Daniel Burrows wrote:

[snip]

Having purged and reinstalled mplayer-nogui, aptitude in TUI mode does indeed warn me that doing so could compromise my system. Hurrah! :)

Also, reinstalling packages never needs to show a warning, because you're always installing the same package you already have installed (and which was presumably verified to your satisfaction).

Hm, this is true. But let's assume for a minute that Marillat's repository was broken into today, and an attacker replaced the mplayer_1.0-pre6-sarge0.1_i386.deb that was already there, with with a rebuilt one containing some evil code.


Now, I installed mplayer-nogui a few weeks ago, when I was able to verify the repository contents. But today when I asked aptitude to reinstall the package today, no warning was given--even though the .deb it subsequently installed could not be verified.

Of course it's possible that aptitude does some checking that the deb it downloaded has the the same contents as the one that was installed a few weeks ago--if this is so then there is no bug. :)

One thing I don't know is what will happen if a repository that was previously secure loses its signature -- I believe that when this happened to the Debian archive, I got a warning dialog about everything that I was trying to upgrade, but I may be misremembering now. It would be (colloquially) a serious bug if that was treated as an upgrade from insecure versions to insecure versions.

I believe this is what has happened to me, except that I was reinstalling the same package rather than updating.


In other words: what happens when you try to upgrade from the package versions installed from the secure version of Christian's archive to *different* versions installed from the insecure version?

Now that I have installed the package anyway, I can't test this behaviour the next time a package in Christian's repository is updated. :(


But from what you said above, it sounds like Aptitude does the right thing.
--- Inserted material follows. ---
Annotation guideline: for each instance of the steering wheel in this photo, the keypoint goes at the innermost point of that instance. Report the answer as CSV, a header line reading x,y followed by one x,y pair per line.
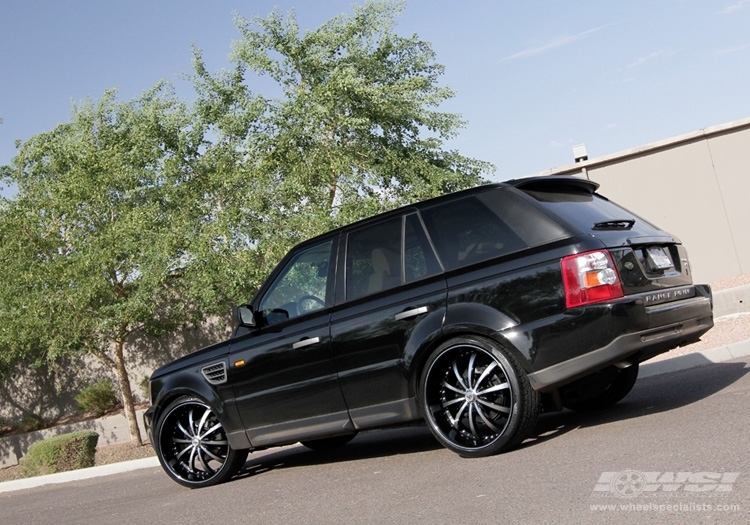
x,y
310,303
I have a further question: what happens if I installed a package from an unverified repository, that some time later became signed by its maintainer, and then I upgraded a package that resulted in a verified version being installed, and then later _again_, the repository signature went away? Actually, I suppose it wouldn't matter because 1) I'm unlikely to have the signing key randomly imported into apt-key, and 2) I asked for the package to be installed when it was not verifiable in the first place.